Это омерзительное "ты" всем! На меня он, даже не спросив, кто я, как меня зовут, с чем попал к ним, начал сразу кричать:

- Ты почему в носках?! Это что на тебе? Пижама? Если холодно, еще одеяло принесу. Сразу говори, сколько нужно. Одно, два, десять?! Принесу! Почему заставляете меня тратить время на уборку, когда я мог бы заняться лечением. Есть такой дурак, который хочет вас всех лечить. Это я. А кто ты мне? Никто! А я с тобой вожусь! - Он вдруг заглянул под кровать. - Почему судно здесь? Хочешь свое говно нюхать, а доктор не хочет. - Схватил судорожным движением наполненное судно и вынес, стараясь не расплескать, на середину коридора, крича старшую медсестру. - Сибилла! Кончай дымить! Твое дело - не лясы с девками точить и не на картах гадать, а послать барышень своих говно вынести.

Вернулся.

- Давай, новенький, знакомиться. Зовут меня Анатолий Александрович Тать. Ты фамилии моей не бойся. Ты согрешить бойся. А фамилия такая - от святости.

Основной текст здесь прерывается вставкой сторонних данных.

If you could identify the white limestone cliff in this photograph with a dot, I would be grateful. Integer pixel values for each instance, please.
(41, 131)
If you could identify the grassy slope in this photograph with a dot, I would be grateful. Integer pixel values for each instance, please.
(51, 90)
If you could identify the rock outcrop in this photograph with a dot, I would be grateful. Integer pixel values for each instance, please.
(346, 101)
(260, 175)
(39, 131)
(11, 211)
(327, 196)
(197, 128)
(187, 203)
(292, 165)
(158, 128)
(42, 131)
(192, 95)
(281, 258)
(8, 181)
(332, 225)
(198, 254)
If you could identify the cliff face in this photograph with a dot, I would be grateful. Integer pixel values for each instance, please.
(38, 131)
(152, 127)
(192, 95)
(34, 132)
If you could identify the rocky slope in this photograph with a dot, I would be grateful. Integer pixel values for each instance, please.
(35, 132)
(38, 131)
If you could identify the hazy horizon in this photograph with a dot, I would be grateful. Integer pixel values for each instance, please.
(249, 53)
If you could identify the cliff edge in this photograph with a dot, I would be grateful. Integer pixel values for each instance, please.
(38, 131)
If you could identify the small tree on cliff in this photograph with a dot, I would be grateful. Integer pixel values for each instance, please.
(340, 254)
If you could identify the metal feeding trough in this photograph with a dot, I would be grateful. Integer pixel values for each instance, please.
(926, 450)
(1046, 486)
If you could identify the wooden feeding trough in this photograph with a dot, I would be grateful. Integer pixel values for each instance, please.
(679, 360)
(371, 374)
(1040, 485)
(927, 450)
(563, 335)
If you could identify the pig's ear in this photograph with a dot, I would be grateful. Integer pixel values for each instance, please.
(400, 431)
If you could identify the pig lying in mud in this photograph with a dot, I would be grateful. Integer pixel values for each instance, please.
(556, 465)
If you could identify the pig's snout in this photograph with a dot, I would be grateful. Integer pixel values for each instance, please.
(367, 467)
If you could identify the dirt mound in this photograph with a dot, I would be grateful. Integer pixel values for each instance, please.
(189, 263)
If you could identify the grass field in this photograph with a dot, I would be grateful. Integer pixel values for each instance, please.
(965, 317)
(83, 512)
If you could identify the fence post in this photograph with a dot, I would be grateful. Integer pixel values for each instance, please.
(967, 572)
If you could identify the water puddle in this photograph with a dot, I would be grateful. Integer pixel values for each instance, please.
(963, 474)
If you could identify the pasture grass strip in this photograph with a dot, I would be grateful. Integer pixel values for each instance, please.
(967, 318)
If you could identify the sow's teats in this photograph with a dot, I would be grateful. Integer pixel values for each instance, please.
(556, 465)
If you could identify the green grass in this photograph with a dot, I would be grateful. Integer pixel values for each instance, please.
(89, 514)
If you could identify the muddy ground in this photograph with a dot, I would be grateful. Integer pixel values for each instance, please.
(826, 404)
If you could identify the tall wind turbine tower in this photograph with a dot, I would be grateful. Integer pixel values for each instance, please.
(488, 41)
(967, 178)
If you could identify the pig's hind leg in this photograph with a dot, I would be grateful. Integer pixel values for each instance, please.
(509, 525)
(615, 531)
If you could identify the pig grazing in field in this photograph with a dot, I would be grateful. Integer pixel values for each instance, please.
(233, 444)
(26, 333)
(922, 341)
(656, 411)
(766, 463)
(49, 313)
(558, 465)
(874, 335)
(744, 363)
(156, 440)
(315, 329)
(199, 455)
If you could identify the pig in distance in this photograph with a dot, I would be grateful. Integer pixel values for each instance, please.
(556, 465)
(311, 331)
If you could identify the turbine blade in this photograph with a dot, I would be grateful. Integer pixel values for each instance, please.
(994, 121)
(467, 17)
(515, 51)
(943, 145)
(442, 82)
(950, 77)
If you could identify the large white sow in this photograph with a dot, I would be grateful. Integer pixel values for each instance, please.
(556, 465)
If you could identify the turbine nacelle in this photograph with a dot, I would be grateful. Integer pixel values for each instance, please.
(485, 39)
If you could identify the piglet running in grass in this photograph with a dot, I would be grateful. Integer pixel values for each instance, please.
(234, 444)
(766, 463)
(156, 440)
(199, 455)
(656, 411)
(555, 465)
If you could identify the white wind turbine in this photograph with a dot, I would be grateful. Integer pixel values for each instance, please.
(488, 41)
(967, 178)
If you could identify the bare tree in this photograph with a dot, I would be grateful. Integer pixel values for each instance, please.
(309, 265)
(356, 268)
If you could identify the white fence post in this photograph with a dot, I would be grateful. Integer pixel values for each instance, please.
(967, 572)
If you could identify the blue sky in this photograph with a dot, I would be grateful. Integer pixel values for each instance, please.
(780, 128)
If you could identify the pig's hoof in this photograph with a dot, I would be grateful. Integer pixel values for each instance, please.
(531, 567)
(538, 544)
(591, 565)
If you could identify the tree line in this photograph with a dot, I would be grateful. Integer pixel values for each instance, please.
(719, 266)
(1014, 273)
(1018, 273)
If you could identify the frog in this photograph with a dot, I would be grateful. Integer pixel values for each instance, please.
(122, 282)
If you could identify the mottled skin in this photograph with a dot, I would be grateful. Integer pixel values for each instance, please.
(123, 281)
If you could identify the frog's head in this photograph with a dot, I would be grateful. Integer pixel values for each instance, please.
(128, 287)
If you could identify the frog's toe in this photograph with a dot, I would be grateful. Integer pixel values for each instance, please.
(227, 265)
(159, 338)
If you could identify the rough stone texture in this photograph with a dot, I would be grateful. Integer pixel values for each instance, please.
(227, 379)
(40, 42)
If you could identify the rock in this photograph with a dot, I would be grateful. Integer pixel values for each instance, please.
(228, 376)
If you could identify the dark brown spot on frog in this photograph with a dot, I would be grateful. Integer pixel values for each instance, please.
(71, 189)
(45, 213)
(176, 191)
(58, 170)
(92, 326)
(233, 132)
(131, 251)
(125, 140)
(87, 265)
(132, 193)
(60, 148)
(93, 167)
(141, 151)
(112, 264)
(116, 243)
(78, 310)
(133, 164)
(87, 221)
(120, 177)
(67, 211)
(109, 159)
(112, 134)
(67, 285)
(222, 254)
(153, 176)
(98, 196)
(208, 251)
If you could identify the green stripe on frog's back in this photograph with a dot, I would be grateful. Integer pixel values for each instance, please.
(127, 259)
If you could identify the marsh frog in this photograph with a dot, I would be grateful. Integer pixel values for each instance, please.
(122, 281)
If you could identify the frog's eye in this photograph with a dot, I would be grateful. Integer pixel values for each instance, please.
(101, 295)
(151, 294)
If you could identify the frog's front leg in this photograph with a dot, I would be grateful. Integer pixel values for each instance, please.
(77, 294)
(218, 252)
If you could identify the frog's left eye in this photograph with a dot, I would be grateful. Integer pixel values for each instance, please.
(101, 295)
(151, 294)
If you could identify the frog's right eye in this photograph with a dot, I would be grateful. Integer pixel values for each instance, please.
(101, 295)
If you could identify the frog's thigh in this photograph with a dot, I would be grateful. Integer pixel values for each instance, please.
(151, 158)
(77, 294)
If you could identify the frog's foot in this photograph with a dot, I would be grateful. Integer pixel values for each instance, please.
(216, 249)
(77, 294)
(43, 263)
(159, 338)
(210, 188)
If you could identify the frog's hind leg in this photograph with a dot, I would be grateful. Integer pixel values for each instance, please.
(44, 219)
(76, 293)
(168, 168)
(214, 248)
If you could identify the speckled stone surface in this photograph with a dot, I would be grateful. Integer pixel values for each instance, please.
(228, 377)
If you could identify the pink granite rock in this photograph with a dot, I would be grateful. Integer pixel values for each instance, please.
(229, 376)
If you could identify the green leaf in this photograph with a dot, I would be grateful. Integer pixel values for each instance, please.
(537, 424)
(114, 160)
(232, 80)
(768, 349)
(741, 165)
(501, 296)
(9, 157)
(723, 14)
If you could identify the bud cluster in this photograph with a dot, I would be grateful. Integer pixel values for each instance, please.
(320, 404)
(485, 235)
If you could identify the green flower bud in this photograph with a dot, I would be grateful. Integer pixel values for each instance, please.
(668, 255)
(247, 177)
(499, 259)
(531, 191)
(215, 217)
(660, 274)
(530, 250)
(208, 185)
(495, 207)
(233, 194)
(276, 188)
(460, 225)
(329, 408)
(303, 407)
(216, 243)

Он при этом был вполне серьезен. - Как и Христос, предок мой "к злодеям причтен был". У нас в православном нашем роду все - спасители, хоть и Тати. Пострадал за веру предок мой. Был князь Злобин в Смуту, а помощник его - Сашка Тать. Купцов да и всех прохожих грабили почем зря. А потом предок раскаялся. В схимники пошел. Дуб пилил. Обет такой был. Я и в себе частицу его святости чувствую. Иначе бы ваше говно и гноища ваши здесь не нюхал. Я вам не доктор Медовой, этот в палаты и носа не кажет.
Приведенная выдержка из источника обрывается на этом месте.